Is there anyone out there who believes there ought to be a law on the books to protect teachers who allow students to question whether 2 + 2 = 4?
How about the question of whether the planet Earth is older than 6,000 years? Should there be a statute protecting teachers who allow students to criticize that scientific fact in Earth science classes anywhere?
Or what about the burning question concerning whether English bull dogs appeared on planet Earth for the very first time in a puff of smoke 250 years ago on the streets of Manchester UK?
Should state legislators be dreaming up new laws to protect teachers who allow their students to entertain such utter and complete nonsense?
Yes! Yes, of course, say the lawmakers and governor of the great state of Tennessee. They are the proud authors of a new law protecting school teachers who allow students to criticize evolution and other scientific theories in the classrooms of public schools.
Yes indeed, because "good legislation should bring clarity and not confusion," explains Tennessee Republican Gov. Bill Haslam, who let the measure become law without his signature.
"My concern is that this bill has not met this objective," he admitted. But he declined to veto the bill because he doesn't think it changes scientific standards currently taught in Tennessee schools, nor does it accomplish anything that isn't already acceptable in schools.
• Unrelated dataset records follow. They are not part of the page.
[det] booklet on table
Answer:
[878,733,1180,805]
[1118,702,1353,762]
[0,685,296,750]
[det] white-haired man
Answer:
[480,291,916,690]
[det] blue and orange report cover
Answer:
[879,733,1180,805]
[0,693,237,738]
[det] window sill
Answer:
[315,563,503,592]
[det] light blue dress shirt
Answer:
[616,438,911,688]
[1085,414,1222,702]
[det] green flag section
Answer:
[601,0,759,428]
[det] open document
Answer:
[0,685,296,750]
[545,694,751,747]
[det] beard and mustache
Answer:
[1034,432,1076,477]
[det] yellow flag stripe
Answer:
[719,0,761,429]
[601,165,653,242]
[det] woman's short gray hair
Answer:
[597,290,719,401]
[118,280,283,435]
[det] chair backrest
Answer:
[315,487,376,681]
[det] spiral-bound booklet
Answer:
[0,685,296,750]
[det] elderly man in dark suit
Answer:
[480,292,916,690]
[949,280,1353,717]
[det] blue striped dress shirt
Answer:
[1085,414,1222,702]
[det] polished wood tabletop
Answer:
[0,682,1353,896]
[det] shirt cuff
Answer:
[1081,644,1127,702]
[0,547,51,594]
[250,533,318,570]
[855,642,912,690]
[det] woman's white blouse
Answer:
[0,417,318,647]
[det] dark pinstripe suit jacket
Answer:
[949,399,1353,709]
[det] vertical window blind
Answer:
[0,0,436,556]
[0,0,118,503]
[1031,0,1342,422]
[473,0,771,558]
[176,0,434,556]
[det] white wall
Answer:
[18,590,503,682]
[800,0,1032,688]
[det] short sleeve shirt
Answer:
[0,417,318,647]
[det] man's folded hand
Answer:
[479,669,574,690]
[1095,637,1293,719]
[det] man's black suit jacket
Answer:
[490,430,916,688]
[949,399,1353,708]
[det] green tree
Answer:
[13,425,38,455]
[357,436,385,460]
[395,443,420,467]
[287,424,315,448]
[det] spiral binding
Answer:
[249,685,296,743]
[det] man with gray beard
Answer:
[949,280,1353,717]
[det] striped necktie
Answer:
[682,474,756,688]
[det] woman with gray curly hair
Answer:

In other words this law, far from bringing clarity to the classroom, was a complete waste of time and effort by all concerned. It’s a nullity designed solely to appeal to the Bible thumper constituency in Tennessee – the people who firmly believe in creationism while rejecting the science of evolution.
That’s why this absurd legislation received strong bipartisan support, passing the Tennessee House and Senate by a three-to-one margin. It supposedly encourages “critical thinking” by protecting teachers from discipline if they help students critique "scientific weaknesses."
Evolution is a “scientific weakness” in the state of Tennessee.
The legislation is the first Haslam has let become law without his signature.
You see, there is a very large segment of the population in the state of Tennessee who ardently believe that there is an invisible man living in the sky who created the cosmos, including planet Earth, and all the plants and animals on it in the space of six days about 6,000 years ago. It’s the story of creation in the Book of Genesis in the Holy Bible, and they want it taught in public school science classes.
They don’t want the science of evolution taught to their kids in biology class because that conflicts with their fantasy, but if they can’t have their way about that, at least they want evolution to be taught as a controversy and not an established science.
Now their lawmakers have said yes.
But real scientists in Tennessee and everywhere else, including the American Association for the Advancement of Science, say evolution is established science that shouldn't be taught as a controversy.
It’s like 2 + 2 = 4 and no one can make a legitimate argument in a classroom about that. Planet Earth is older than 6,000 years and there is no legitimate controversy about it. English bull dogs are the decedents of a long line of canines stretching back millions of years. There is simply no legitimate controversy.
This law was designed to undermine science education in Tennessee public schools, while at the same time staying within bounds of the United States Constitution First Amendment Establishment Clause. It’s a simple as that. It allows students and teachers to finesse non-scientific fantasies, i.e. creationism and intelligent design into the science curriculum of public schools.
"The new law is effectively a permission slip for teachers to violate the First Amendment by allowing them to dress up their religious beliefs on the origin of life as pseudo-science," explains Hedy Weinberg, executive director of the American Civil Liberties Union of Tennessee.
House sponsor, Knoxville Republican, Bill Dunn said he's just pleased the bill will soon become law. "I think the governor looks at it and realizes that it goes right along with what we're trying to do in our classrooms, which is just to produce students who can think critically."
His idea of students thinking critically is accepting the Book of Genesis fantasy while dismissing the science of evolution with teacher’s approval.
Indeed, critics are deriding the legislation as the "monkey bill" for once again attacking evolution. The famous Scopes "monkey trial" was conducted in 1925 in Dayton Tennessee. Public school teacher, John Scopes, was convicted of violating a state statute by teaching evolution in biology class. He was fined $100.
Tennessee's anti-evolution law was eventually revoked in 1967.
Apparently that has not set too well with the state’s evangelicals who just now got their new monkey law.